Australia is a country with prodigious sporting credentials. Its 10 years as the best cricket team in the world between 1995 and 2005 set the most obvious example, but in golf, tennis, rugby and a host of Olympic sports Australia, given its size, consistently punches above its weight. It’s impossible to express to someone who doesn’t follow the game closely (especially now that Australia regularly makes it to the Word Cup) just what it felt like to be an Australian football fan in the late 1990s and early 2000s. The qualification process was such that Australia would waltz through the Oceania group, putting 30 past the likes of American Samoa, only to meet a battle-hardened South American team for which Australia was not prepared. As the game got bigger in Australia and increasingly talented Australian players (the likes of Mark Viduka, Harry Kewell and Mark Schwarzer all making themselves at home in some of the biggest teams in Europe) kept falling at the final hurdle before the World Cup, the team came to feel cursed. Cursed by mismanagement, cursed by indifference, or maybe the the players’ tendency to choke. And then finally, in late 2005, it began to segue into quiet optimism.

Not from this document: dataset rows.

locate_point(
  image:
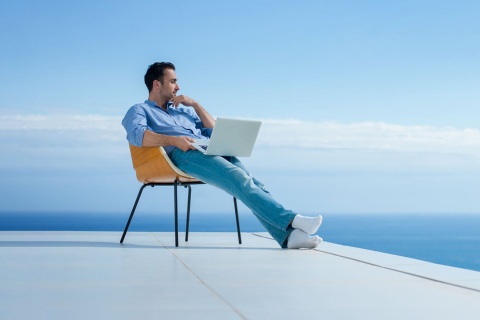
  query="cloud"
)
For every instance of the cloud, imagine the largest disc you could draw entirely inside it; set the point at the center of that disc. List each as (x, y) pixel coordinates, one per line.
(377, 136)
(77, 140)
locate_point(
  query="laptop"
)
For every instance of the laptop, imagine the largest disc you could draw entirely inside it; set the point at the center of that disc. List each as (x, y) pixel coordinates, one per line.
(230, 137)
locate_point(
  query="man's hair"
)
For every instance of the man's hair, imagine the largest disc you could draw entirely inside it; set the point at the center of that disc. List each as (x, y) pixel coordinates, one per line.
(155, 72)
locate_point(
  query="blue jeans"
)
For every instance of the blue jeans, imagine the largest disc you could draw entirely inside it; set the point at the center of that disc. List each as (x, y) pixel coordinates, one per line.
(229, 174)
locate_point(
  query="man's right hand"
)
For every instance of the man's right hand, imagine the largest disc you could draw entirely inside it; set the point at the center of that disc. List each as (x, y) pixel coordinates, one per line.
(183, 143)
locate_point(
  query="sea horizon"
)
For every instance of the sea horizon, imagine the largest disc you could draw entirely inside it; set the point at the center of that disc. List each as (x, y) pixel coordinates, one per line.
(447, 239)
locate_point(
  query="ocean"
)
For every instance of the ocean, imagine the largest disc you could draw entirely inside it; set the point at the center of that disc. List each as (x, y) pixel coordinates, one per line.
(448, 239)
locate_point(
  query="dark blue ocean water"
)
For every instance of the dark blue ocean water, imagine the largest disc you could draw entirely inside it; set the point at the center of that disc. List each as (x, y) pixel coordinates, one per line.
(449, 239)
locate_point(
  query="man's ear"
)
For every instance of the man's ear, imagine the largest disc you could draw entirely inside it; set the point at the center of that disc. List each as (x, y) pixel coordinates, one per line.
(157, 84)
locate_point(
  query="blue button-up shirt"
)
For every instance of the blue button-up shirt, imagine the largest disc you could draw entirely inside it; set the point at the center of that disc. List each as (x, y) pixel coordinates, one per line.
(179, 121)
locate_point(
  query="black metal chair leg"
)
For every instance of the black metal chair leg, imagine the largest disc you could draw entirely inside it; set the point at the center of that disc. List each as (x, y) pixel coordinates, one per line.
(188, 212)
(176, 212)
(133, 212)
(238, 220)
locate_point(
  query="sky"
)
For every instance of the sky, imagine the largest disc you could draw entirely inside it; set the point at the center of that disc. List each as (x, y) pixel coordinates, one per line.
(367, 106)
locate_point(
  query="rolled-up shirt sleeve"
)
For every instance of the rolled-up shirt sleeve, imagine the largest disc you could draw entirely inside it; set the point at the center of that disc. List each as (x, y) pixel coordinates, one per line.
(135, 123)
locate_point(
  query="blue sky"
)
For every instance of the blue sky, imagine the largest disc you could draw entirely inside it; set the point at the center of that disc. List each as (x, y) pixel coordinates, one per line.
(368, 106)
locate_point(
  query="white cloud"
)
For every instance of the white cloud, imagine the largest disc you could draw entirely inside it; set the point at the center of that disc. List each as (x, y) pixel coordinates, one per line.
(369, 136)
(98, 129)
(83, 140)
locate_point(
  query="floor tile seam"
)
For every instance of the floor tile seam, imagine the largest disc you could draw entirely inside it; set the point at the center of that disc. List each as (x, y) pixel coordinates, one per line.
(206, 285)
(402, 271)
(209, 288)
(390, 268)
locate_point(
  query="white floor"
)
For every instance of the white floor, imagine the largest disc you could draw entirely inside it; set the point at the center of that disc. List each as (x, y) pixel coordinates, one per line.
(89, 275)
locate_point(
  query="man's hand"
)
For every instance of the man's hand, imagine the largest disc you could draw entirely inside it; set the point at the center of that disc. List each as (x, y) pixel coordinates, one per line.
(182, 143)
(186, 101)
(205, 117)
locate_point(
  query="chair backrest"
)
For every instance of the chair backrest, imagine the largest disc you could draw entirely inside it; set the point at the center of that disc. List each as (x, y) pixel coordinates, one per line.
(152, 164)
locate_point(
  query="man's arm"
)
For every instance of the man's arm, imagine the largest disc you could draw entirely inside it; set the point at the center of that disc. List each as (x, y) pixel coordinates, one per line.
(152, 139)
(207, 120)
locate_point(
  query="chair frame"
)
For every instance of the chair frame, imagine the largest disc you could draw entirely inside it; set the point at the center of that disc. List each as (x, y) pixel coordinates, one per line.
(181, 179)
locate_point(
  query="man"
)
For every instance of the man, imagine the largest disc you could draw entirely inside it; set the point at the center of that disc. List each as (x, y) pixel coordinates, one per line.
(174, 121)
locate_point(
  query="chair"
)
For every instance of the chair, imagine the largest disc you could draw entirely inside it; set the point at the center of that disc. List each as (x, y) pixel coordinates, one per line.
(154, 168)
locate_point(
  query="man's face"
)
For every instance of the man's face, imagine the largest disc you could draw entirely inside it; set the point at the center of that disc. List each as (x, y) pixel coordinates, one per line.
(169, 88)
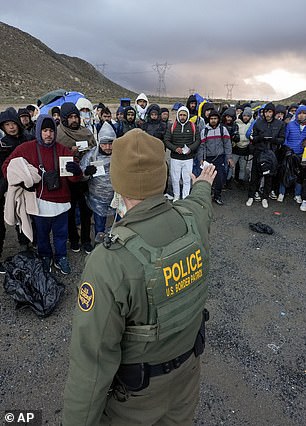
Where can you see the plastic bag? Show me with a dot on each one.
(262, 228)
(30, 285)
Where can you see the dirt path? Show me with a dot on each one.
(254, 367)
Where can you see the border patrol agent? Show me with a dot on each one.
(138, 328)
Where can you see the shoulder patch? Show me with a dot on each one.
(86, 297)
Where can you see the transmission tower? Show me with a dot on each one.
(101, 67)
(229, 86)
(161, 71)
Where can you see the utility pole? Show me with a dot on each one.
(229, 86)
(161, 71)
(101, 67)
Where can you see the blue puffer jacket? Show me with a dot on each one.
(294, 134)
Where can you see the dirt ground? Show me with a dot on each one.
(254, 366)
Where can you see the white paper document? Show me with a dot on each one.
(62, 165)
(82, 145)
(100, 168)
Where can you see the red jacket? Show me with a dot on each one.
(28, 151)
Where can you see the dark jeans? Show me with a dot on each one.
(219, 163)
(59, 227)
(78, 198)
(2, 225)
(100, 222)
(256, 176)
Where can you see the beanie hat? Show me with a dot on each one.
(247, 111)
(31, 108)
(270, 106)
(280, 108)
(138, 165)
(23, 111)
(48, 123)
(44, 121)
(120, 109)
(10, 114)
(214, 113)
(67, 109)
(207, 106)
(107, 133)
(84, 103)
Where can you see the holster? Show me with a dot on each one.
(200, 340)
(134, 377)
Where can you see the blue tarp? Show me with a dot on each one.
(67, 97)
(199, 98)
(177, 105)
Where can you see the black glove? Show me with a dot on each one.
(90, 170)
(236, 137)
(31, 189)
(74, 168)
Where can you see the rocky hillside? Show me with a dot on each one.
(294, 99)
(29, 69)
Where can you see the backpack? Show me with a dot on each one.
(289, 169)
(268, 163)
(206, 130)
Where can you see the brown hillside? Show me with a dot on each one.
(29, 69)
(294, 99)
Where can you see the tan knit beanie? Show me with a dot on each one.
(138, 165)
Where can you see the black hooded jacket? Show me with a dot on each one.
(9, 143)
(192, 112)
(268, 135)
(156, 128)
(127, 125)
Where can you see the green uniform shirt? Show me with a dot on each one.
(113, 294)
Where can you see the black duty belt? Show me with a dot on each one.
(167, 367)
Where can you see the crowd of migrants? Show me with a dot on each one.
(55, 167)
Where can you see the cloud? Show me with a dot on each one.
(208, 45)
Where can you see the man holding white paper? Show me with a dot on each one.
(79, 140)
(52, 192)
(96, 165)
(183, 140)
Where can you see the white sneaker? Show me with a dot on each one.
(257, 197)
(298, 199)
(168, 196)
(264, 203)
(303, 206)
(272, 195)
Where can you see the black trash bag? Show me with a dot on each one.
(262, 228)
(30, 285)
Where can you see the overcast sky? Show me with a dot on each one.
(256, 48)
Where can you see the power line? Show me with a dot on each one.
(161, 71)
(101, 68)
(229, 86)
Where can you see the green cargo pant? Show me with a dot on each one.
(170, 399)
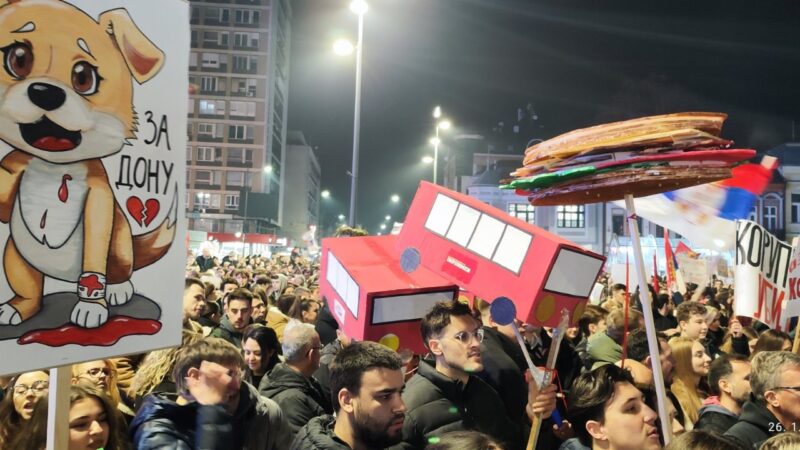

The low-scoring nature of soccer may be frustrating to many, but you will not find another sport where any single unit of scoring can mean so much. When John Aloisi slotted a penalty past Uruguay’s Fabian Carini in the final qualifier for the 2006 tournament and 80,000 people erupted into something guttural and animal and ecstatic, it wasn’t just the release of 120 minutes of tension. It was 32 years, stretching back to the Socceroos’ last and, at the time, only appearance on that stage, where they failed to score a single goal. In no other sport can so much history and longing and hurt be localised in a single second. Murray, pro that he was, didn’t even flicker as he looked up after the game and said of his recently departed friend: “Johnny, we hear you.”
I, of course, know nothing of what state he was in in the lead up to the heart attack that felled him, but I hope he was able to watch Matildas’ young superstar Sam Kerr put three past Japan in the tournament of nations (pace, opportunism and surgical finishing, striker’s goals all) on Sunday night. It was the kind of game — high scoring, hard fought, in equal parts teamwork and individual brilliance — that is so pleasing to a fan. And there was no fan like Murray. He would have been just as delighted that it led the Sky News sports bulletins on Monday until, for obvious reasons, it was bumped into second place at about 1pm.
Murray managed to be many political things — a refugee, he had to change his name as a young man because no one would bother to learn to pronounce Laszlo Urge, a high-profile public broadcaster, a champion for soccer during the ’90s when it was demonised as a thuggish cesspool of sectarian violence — without ever being particularly bitter or polarising. In 2011, as people smugglers became national hate figures, the face drawn on the dartboard of our refugee policies, he trekked back to Hungary to find the one who took his family from a country about to be crushed by the Soviet Union in 1957, so he could thank him.
In a couple of weeks where Australia’s tendency to bafflingly casual racism reared its head more than once, it’s nice to reflect on Murray — this proud, dignified refugee, in comfortable possession of his heritage and as Australian as can be — who, though he would never claim it, represented something quietly great about Australia.